When setting up the system what sort of things should I try to optimise this system? What steps should I go through? right now the walls are fairly bare, are there any wall treatments that might help it sound better?

Thanks!


----------



## salvasol (Oct 31, 2006)

kb9ysc said:


> What I'm looking for now is advice on how to optimize the system. With the default MCACC configuration, the bass seems to lack punch except for playing 5.1 movies. I've tried adjusting settings and haven't been quite satisfied just yet.


Do you mean that it lacks the punch when playing music or what??? ... maybe you notice the difference because of the LFE on movies :huh: 



> When setting up the system what sort of things should I try to optimise this system? What steps should I go through?

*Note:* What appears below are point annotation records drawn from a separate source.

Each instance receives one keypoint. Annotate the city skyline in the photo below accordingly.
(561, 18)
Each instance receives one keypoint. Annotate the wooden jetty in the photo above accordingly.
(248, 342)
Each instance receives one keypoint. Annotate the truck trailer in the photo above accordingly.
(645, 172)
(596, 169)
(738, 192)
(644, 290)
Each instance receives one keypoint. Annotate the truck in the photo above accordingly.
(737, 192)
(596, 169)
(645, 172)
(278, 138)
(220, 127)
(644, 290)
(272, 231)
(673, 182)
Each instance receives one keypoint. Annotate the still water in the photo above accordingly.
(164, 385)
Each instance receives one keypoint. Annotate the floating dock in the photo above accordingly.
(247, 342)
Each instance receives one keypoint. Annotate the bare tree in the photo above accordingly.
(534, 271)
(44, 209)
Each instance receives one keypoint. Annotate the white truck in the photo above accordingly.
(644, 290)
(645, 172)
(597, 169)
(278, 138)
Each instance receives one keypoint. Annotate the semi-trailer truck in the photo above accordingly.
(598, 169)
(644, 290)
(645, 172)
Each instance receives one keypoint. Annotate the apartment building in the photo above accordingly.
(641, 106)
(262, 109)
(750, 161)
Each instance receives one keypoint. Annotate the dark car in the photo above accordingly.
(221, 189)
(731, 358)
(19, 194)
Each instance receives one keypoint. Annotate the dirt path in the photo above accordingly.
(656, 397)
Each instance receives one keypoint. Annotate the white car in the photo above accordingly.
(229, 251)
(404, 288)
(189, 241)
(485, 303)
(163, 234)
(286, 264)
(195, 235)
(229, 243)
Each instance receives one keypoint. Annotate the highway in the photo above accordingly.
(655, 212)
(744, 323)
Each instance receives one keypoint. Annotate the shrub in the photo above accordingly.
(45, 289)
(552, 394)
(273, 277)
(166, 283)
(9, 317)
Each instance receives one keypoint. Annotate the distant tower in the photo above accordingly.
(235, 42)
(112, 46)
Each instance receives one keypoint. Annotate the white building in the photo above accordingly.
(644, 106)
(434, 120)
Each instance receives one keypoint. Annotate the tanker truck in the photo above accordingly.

What I did after running YPAO was, to check the settings on the AVR (distance and speaker size to start) to see if they were correct.... then using the Radio Shack SPL I double checked the readings (75db) and adjusted if need it.

I like my sub hot ... so instead of 75db I set it to 80db :bigsmile:

Did you do the crawling test to find the best spot for your sub??? ... or, like in my case, your stuck with the placement??? 



> right now the walls are fairly bare, are there any wall treatments that might help it sound better?


You can start with the first reflection points ... my suggestion, start a thread at the accoustic section, post pictures of your room if possible; you'll get a lot of suggestions there :yes:


----------



## Tooley (Jan 2, 2011)

kb9ysc said:


> Hello, I recently purchased a system primarily due to recommendations from here. I have a Pioneer VSX-1018AH, along with a pair of Klipsch RF-62 floorstanding speakers, a klipsch rc-10 center speaker, a rpw 10 subwoofer, and a set of proficient nfm6 speakers for surround speakers.
> 
> I've set it up correctly, in that all of the components work with each other, and I'm mostly pleased with the equipment. What I'm looking for now is advice on how to optimize the system. With the default MCACC configuration, the bass seems to lack punch except for playing 5.1 movies. I've tried adjusting settings and haven't been quite satisfied just yet.
> 
> ...


On the MCACC menu set sub to plus instead of yes you should here a difference when playing in 2 ch


----------



## Prof. (Oct 20, 2006)

I have spent months trying all the different calibration setting on MACC and these are the settings that I found to give the best allround sound..

Firstly, set the mic up so it's near the back of your centre seat and a few inches above the top of the back rest..A tripod is ideal for this..

First run FULL AUTO...Then check that MCACC has set all your speakers to SMALL and the sub to YES and Crossover to 80Hz..
Don't worry about speaker levels at this stage..or any other settings..

Next run AUTO..Set memory 2 to ALL Ch ADJ. and check THX setting (regardless of whether your speakers are THX certified).
When this has completed, check that the speakers are still set to SMALL and crossover is 80Hz.
Then check each speaker for level with an SPL meter and set them to 75dB..

At this point you should be getting near the right sound response for all speakers..Further small adjustments can be made with the EQ and standing wave calibration, but I don't advise you to do this until you've watched a few movies and determined what needs further adjustment..


----------